Slicing and dicing the world, with maps

The marketing folks at Absolut must have been enjoying a few bottles of their own vodka when they decided the way to sell their product was with a map of the U.S. drawn at a time when much of the West belonged to the government south of the border. The "Absolut World" ad featuring a much larger Mexico and a reduced Estados Unidos could hardly have been more neatly calculated to dredge up Mexican resentments and jab at U.S. fears.

Absolut pulled the ad after post-1848 boundary aficionados in the U.S. threatened to go back to drinking bourbon. That's one crisis averted. But while the Swedish vodka maker's map may be an example of ill-advised marketing, artistic tinkering with longitude and latitude has long been used to express popular, and often unpopular, views on how the country could be better organized. Over the years, redrawn maps of the United States and of the world have reflected the ambitions, prejudices, politics and big ideas of the mapmakers.

An early effort at alternative cartography in American history came when the United States and Britain were haggling over the final disposition of the Oregon territory, and James K. Polk won the presidency with the slogan "Fifty-four-forty or fight," a reference to Polk's (possibly insincere) wish for the U.S. to take over the entire territory, up to the border of what was then Russian Alaska. Though the Oregon boundary dispute ended without violence and Canada now stretches from sea to sea, the notion of dissolving what is now the line between Washington state and British Columbia has come up again, in drastically different contexts.

During secession and the Civil War, the map of the United States briefly did change, as the southern states formed the short-lived and never very united Confederate States of America. The CSA map has figured prominently, both directly and indirectly, in post-Civil War American politics, most recently in the post-2004 election web meme which sought to associate states that voted to re-elect President Bush with the former Confederacy. George B. Kirchner offers a version of the CSA map modestly dubbed "the Historic First Definitive Map of the Confederate States of America."

Liberal suspicions about the values of the so-called Red States have made for some pretty creative maps in recent years. The popular Jesusland map credited to G. Webb, a commenter at, depicts a Canadamerican rump state which combines the purportedly more progressive states and provinces, leaving a kind of bible-belt-and-suspenders through the heartland of both countries. The Jesusland map has spawned a small culture of alt-cartography and parody.

Ultimately, however, no work of parody could be as surreally fascinating as the "purple America" maps that display the actual 2000 and 2004 presidential election results on a county-by-county basis. Depending on your point of view, these maps depict a hopelessly divided or an intriguingly mixed up nation.

Just as often, alternative maps have expressed regional pride or just in-your-face-ness. Nearly 40 years before The New Yorker magazine's celebrated 1976 Manhattan-über-alles cover, New Yorker Daniel K. Wallingford put the "Big" in the Big Apple with this chart of Gotham chauvinism. And since nothing is bigger than Texas, Mark Storm did the same thing for Lone Star State a few years later.

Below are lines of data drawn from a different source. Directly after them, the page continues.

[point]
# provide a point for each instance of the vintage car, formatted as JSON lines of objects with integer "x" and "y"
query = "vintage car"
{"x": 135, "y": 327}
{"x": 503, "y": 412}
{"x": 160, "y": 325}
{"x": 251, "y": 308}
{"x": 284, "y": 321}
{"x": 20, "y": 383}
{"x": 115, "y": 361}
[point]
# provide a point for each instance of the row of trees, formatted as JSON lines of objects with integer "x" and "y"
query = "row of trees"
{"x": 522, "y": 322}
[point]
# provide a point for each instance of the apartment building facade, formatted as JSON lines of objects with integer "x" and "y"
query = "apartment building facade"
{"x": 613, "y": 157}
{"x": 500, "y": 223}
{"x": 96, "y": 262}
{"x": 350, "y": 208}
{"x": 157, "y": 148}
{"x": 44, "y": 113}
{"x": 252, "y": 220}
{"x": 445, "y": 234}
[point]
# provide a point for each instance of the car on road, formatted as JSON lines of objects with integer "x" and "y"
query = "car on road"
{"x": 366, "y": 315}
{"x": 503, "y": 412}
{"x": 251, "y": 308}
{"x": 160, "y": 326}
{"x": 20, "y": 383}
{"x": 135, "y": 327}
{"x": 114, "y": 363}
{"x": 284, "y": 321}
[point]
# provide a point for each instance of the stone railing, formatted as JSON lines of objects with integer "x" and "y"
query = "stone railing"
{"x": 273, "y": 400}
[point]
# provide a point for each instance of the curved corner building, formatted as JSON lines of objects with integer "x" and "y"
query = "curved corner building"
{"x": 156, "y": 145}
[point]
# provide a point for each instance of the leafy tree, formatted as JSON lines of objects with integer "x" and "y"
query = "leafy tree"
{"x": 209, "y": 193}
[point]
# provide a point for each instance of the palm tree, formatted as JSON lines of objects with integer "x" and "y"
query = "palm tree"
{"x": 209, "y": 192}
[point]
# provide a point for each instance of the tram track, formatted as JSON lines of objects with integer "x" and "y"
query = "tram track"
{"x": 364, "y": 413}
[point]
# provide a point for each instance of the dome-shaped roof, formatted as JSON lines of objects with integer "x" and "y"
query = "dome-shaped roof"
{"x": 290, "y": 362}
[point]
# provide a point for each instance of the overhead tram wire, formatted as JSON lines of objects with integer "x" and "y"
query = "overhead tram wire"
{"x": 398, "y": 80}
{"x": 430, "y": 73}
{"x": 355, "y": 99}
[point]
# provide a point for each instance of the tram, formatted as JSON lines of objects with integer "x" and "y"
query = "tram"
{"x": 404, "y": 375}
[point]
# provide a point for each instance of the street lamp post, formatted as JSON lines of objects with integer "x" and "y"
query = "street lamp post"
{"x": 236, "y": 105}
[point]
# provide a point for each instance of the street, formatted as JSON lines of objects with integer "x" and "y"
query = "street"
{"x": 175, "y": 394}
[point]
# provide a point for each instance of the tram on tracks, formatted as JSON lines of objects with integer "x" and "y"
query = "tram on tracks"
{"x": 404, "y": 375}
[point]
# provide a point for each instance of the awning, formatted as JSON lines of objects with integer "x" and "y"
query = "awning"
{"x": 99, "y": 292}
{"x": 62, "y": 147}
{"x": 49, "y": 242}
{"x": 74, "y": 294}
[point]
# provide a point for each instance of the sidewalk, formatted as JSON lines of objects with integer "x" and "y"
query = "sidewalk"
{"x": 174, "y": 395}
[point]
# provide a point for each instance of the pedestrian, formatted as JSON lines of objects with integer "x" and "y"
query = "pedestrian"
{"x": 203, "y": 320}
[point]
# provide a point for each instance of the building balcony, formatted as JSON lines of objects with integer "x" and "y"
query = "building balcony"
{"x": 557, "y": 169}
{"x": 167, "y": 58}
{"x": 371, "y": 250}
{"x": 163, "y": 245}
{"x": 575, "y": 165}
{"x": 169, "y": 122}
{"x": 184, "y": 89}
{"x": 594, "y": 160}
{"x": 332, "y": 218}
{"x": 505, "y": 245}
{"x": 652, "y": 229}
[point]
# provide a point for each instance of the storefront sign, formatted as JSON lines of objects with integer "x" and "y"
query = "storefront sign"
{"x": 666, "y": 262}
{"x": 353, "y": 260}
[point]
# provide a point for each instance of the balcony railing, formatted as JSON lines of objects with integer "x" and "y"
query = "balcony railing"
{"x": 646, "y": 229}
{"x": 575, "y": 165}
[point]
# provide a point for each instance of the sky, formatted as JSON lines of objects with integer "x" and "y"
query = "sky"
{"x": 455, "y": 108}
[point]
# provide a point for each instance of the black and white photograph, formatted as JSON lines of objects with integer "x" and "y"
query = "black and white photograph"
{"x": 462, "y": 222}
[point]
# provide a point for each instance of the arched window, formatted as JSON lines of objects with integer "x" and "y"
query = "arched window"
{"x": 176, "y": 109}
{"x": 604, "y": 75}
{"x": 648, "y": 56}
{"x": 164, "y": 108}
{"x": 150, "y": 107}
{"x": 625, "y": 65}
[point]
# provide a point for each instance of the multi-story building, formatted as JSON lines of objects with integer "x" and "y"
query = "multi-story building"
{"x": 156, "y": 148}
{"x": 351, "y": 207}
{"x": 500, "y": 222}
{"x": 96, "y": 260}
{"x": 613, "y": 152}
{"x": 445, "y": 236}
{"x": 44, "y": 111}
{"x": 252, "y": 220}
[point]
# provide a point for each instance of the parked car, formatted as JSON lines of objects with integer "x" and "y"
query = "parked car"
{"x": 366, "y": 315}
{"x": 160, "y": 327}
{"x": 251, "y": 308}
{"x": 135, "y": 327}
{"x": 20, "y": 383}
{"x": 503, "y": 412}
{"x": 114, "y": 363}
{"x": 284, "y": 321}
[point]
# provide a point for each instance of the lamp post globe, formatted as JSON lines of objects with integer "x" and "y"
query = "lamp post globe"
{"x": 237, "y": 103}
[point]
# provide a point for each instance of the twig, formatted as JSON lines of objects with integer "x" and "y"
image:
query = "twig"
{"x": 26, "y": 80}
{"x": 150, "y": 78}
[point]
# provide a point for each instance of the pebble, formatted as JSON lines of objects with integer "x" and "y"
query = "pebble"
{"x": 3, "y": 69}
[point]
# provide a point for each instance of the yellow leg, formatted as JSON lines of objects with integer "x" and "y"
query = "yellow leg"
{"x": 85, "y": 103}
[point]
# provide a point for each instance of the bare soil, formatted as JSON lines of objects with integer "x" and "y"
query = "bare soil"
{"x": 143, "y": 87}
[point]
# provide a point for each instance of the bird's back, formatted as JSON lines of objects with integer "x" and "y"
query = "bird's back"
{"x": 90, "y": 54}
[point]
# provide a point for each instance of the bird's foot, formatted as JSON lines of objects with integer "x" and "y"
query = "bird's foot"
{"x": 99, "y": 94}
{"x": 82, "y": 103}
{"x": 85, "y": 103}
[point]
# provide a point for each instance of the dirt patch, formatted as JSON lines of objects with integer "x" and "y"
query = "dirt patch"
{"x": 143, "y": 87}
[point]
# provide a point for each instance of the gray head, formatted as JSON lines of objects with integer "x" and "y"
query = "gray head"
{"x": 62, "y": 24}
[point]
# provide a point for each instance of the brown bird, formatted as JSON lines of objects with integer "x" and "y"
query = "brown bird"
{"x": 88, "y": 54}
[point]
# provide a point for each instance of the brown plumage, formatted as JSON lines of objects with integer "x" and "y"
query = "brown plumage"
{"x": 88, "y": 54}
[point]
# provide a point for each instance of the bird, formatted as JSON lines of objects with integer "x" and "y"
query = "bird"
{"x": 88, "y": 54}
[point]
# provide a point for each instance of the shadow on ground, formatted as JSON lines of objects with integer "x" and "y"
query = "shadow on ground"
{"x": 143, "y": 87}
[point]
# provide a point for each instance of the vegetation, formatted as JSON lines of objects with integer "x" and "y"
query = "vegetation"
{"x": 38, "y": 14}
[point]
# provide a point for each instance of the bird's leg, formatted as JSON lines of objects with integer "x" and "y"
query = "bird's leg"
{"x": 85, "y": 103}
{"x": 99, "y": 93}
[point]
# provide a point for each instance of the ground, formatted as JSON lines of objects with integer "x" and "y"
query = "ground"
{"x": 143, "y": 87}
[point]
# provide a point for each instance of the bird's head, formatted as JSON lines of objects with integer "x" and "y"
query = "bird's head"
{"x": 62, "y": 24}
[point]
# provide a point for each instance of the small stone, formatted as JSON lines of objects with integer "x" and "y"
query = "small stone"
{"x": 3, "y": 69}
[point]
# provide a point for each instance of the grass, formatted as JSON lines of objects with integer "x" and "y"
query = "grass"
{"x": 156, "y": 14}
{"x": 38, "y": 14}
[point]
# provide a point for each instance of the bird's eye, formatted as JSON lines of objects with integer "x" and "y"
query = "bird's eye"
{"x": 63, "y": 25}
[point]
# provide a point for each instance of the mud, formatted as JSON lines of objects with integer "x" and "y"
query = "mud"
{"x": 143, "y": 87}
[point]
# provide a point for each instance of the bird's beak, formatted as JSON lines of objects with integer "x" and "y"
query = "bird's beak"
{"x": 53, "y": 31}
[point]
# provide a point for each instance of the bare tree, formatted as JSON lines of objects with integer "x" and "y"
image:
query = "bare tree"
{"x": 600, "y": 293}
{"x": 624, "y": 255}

Not all fictional maps have expressed territorial ambition or regional pride, however. In 1981 Joel Garreau laid out his thesis of "The Nine Nations of North America" in a book by that title. In Garreau's bold vision, regions of the continent would in the future sort themselves into had sorted themselves into more coherent regional arrangements based on common interest (so that, for example, Vancouverites and San Franciscans might find they had more in common with each other than either had with, respectively, Ottawans or Washingtonians)*. If the Nine Nations map was good to the regions, it was hell on existing governments: Only Quebec survives more or less intact. (Tellingly, Los Angeles becomes part of "Mexamerica" in Garreau's plan.)

And then some maps tell us the mapmakers' ideas about not just the U.S. or North America but the world, often with a personal twist. Seeking to sum up the progress made in his presidency, Dwight D. Eisenhower endpapered his memoir Waging Peace with world maps showing his own travels and the U.S. ring of alliances. The maps are not invented, but they offer wonderful insights into Ike's views of his own part in history and of the geopolitics of the 1950s.

Finally, some mapmakers take the broadest view possible. If, for example, your travels take you out of the plane of the ecliptic and you need to make an indirect return to planet Earth, you may find the common view of North as up and South as down just too parochial for practice. Back when the United States was being founded and the British surrendered at Yorktown, the Redcoats' band played a march called "The World's Turned Upside Down." Or maybe they didn't. In any event, there's a map to cover either of these situations.